As traditionally used, one-time pads provide no message authentication, the lack of which can pose a security threat in real-world systems. The straightforward XORing with the keystream, or the use of any invertible function known to the attacker, such as mod 26 addition, creates a potential vulnerability in message integrity. For example, an attacker who knows that the message contains “meet jane and me tomorrow at three thirty pm” at a particular point can replace that content by any other content of exactly the same length, such as “three thirty meeting is cancelled, stay home”, without having access to the one-time pad, a property of all stream ciphers known as malleability. See also stream cipher attack. Standard techniques to prevent this, such as the use of a message authentication code can be used along with a one-time pad system to prevent such attacks, as can classical methods such as variable length padding and Russian copulation, but they all lack the perfect security the OTP itself has. Universal hashing provides a way to authenticate messages up to an arbitrary security bound (i.e. for any p>0, a large enough hash ensures that even a computationally unbounded attacker’s likelihood of successful forgery is less than p), but this uses additional random data from the pad, and removes the possibility of implementing the system without a computer.

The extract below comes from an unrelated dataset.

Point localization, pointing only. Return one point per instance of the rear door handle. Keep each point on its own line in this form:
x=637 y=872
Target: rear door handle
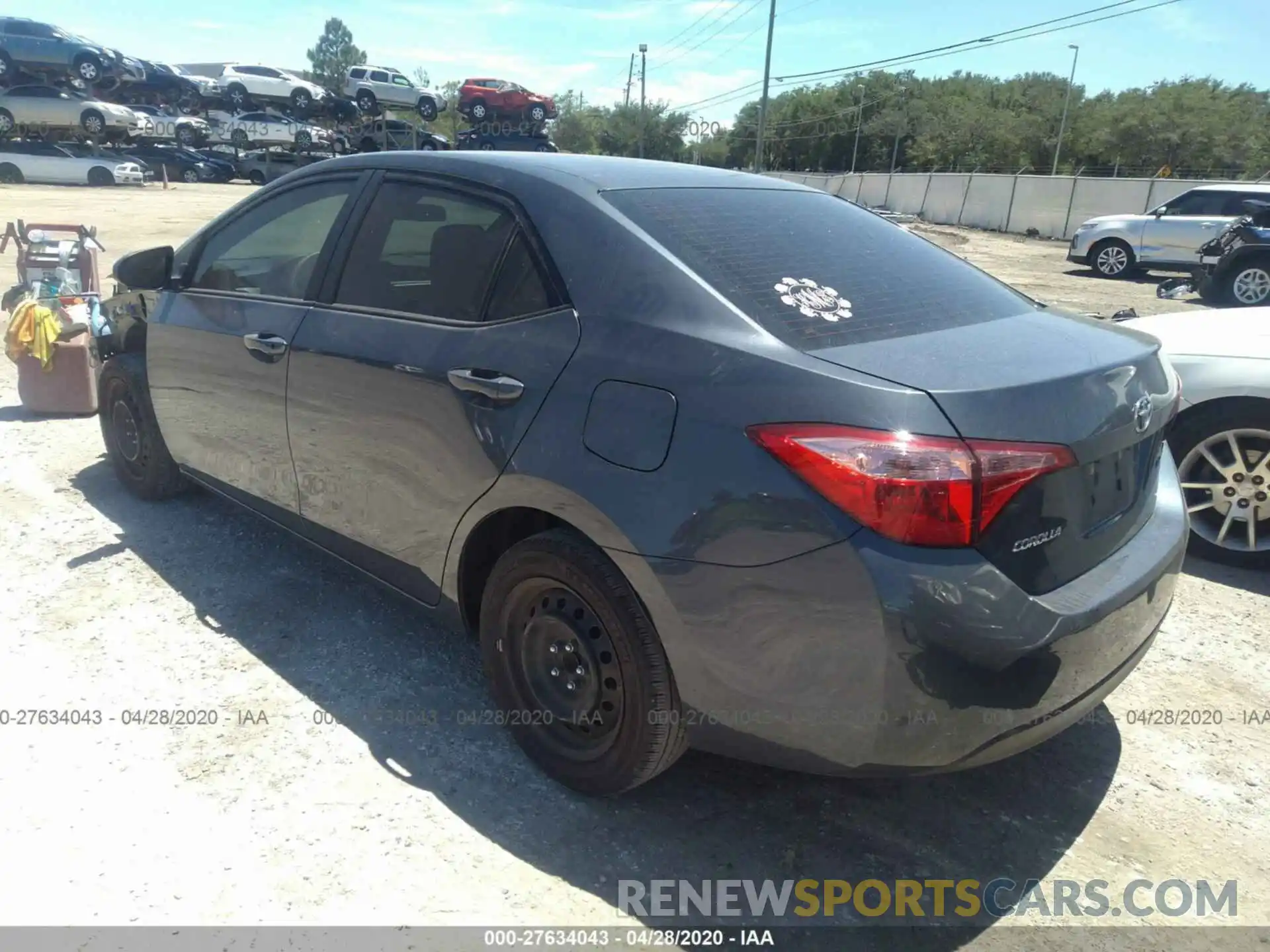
x=269 y=346
x=489 y=383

High-quality random numbers are difficult to generate. The random number generation functions in most programming language libraries are not suitable for cryptographic use. Even those generators that are suitable for normal cryptographic use, including /dev/random and many hardware random number generators, make some use of cryptographic functions whose security is unproven.
In particular, one-time use is absolutely necessary. If a one-time pad is used just twice, simple mathematical operations can reduce it to a running key cipher. If both plaintexts are in a natural language (e.g. English or Russian or Irish) then, even though both are secret, each stands a very high chance of being recovered by heuristic cryptanalysis, with possibly a few ambiguities. Of course the longer message can only be broken for the portion that overlaps the shorter message, plus perhaps a little more by completing a word or phrase. The most famous exploit of this vulnerability occurred with the VENONA project.